穿过冰封王座尽头的隘口时,柳雨薇发梢上残存的金色余烬终于彻底熄灭。
她回头看了一眼身后那片永恒的冰封世界——冰凤守护者端坐的王座已消失在冰蓝色天幕尽头,只有三枚冰凤翎羽上流转的微光还在黑暗中无声闪烁,如同三位上古战将最后的凝视。
然后她转身,踏入了第四层。
空气在这里不再是冷或热,而是一种更原始、更纯粹的东西——锋芒。
每一步踏出,脚底都能感应到从大地深处透上来的刺痛感,不是岩石的棱角,不是冰层的寒刃,而是沉积了千年的剑意从地底向上穿透,如同一座倒悬的剑冢将所有的锋芒都朝向了闯入者。
脚下的地面不再是冰层或岩石,而是由无数断裂的剑刃与刀锋铺就的碎刃地毯,每一片金属碎片都在微微震颤,发出极低极细的嗡鸣,如同无数将死未死的魂灵在用最后的力气呻吟。
万刃刀山。数千年来无数人族、妖族的剑道天骄葬身于此。他们生前是各自时代最耀眼的剑修,死后执念被天道恶念侵蚀扭曲,化作困于此地的怨魂,怨念凝成刀锋遍布整座山脉。
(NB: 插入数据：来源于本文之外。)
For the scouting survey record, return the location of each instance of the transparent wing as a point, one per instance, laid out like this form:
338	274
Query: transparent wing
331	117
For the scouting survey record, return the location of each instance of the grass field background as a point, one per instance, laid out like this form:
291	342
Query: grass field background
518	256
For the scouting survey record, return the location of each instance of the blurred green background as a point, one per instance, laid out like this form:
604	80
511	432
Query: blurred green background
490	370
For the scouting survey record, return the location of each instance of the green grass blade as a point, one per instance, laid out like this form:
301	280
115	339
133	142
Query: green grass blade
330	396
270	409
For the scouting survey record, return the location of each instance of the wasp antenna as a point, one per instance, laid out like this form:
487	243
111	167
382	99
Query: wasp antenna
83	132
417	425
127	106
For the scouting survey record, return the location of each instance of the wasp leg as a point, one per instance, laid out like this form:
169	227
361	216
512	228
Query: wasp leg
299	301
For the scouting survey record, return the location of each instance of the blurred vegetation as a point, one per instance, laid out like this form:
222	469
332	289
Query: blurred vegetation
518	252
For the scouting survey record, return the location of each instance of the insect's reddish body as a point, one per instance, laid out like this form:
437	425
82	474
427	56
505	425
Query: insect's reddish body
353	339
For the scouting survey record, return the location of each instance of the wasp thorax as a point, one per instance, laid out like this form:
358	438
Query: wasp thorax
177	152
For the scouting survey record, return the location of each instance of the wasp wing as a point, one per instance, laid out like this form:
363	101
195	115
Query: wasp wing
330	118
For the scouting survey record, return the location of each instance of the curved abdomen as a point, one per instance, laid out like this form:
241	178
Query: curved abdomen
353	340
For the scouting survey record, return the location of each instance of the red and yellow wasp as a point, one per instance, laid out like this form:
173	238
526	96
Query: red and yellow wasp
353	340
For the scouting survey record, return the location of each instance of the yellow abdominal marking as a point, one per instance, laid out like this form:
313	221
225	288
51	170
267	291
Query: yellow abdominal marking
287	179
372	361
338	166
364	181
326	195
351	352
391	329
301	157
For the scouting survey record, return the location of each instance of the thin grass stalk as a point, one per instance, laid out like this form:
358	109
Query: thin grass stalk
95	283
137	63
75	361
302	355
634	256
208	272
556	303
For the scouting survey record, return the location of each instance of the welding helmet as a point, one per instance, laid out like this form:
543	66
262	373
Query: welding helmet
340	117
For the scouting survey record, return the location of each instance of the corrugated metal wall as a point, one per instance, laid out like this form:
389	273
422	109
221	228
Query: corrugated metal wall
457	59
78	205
这是一座剑修的集体坟墓,每一柄插在山体上的利刃都是一座无名墓碑,墓碑上刻着的不是名字,是执念。
姜帅站在刀山脚下,混沌剑意在他周身自动流转。
他抬头望着这座由剑刃构成的山脉,山体上插满了各式各样的剑——有的锈迹斑斑,剑身上布满了蛛网般的裂纹;有的依旧锋利如新,在黑暗中闪烁着寒芒;有的斜插入岩,只露出半截剑身;有的悬在半空,剑尖朝下,微微旋转,仿佛还在等待一个永远不会再来的主人。
整座山都在低鸣,那声音混杂了太多剑意,尖锐的、沉闷的、暴烈的、阴冷的,它们在千年岁月中早已不分彼此,只剩下一个共同的执念——杀。
他的目光越过山脚下那些相对“新”的剑刃——那是近几百年来闯入神狱的剑修所留,剑意虽扭曲却尚能分辨各自的轨迹。
再往上,剑刃的年代越来越久远,剑意越来越混乱,怨念越来越浓稠。
山巅处,数柄隐约可辨的上古残剑散发出来的剑意已超越了鸿蒙境的感知上限。
“主人。”书灵在他识海中轻轻出声,声音里有压抑不住的细微颤抖,那不是恐惧,是兴奋——作为一个可以吞食各种意境的书灵,这座凝聚了千年剑道精华的刀山在它眼中如同一座被尘埃掩埋的宝库。
“这些剑意的本源都是历代剑修的执念。它们只是被恶念污染了,不是自愿变成这样的。”
姜帅没有回头,只是对身后的柳雨薇做了一个简短的手势。
她掌心净火种无声燃起,赤金色的火光照亮了山脚下方圆数丈——不是光芒,是温度。
蚀骨炎狱中炎魔之王陨落时,她以净火同化黑焰,将那位上古火凤最后的馈赠炼入体内,净火种已不再是单纯的净化之火。
在冰封王座中,她又吸收了冰凤守护者的极寒法则——净火不能直接剥离恶念,但可以用持续稳定的高温在碎片周围形成一层极薄极均匀的光茧,如同铸剑师在淬火时对火候的精微掌控。